Clearly, asymmetric responses (and I am talking more than a one or two millisecond difference over a month) indicate that some hold times (often on rejects) are being artificially extended.
This suggests to me that, and, not for the first time, I could be wrong on this, that while I believe the FX Global Code has done a great job in cleaning up last look, that job is not yet over – as highlighted by this column on January 12. Perhaps the GFXC should be looking at asymmetric responses? For a start it would help if the views in the “guidance” were actually inserted into the Code itself, rather than in something “to be read alongside the Code”. The next generation could probably do with some help and guidance here from an independent and authoritative body.
If you execute $1 billion from 2pm to 2:30pm, the TCA counts every trade; why aren’t they counting every trade in the $1 billion at the Fix?
Finally, on the subject of benchmarks – and I am very careful about how I present this argument on the course – we talk through how it used to work, why it went wrong; what the changes were; and how it works today.

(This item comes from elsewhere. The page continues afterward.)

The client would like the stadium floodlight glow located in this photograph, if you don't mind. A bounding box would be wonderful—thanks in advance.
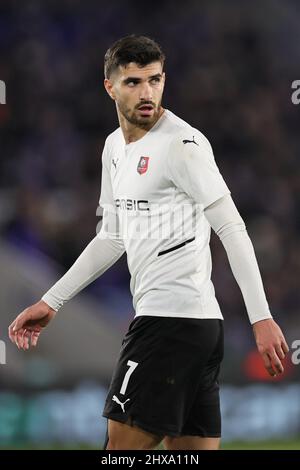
[0,80,6,104]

We have been presenting on the Fix for some years now and the response is always the same – mystification. It has been pointed out by some delegates that there is likely to be a huge cost to change (but it is far from a majority view) and most acknowledge that the industry is between a rock and a hard place where executing parties have to trade ahead of the Fix to avoid excessive market impact.
Last week, however, someone (a member of the next generation I should stress) got themselves very much on my Christmas card list, by making the simple observation, “if you execute $1 billion from 2pm to 2:30pm, the TCA counts every trade; why aren’t they counting every trade in the $1 billion at the Fix?”
We have had plenty of delegates question the use of the Fix full stop, but this is a more subtle observation that really does get to the crux of the matter. We are executing trades where the TCA takes place over perhaps one-third or one-quarter of the time horizon used – how can that make sense?
I’ll leave it there – we all know I could go on for another hour on this – with the observation that this is sad news for those of you who think I will one day shut up about the Fix. Thanks to the views of the next generation to pass through our markets, until there is real change, I am not going to!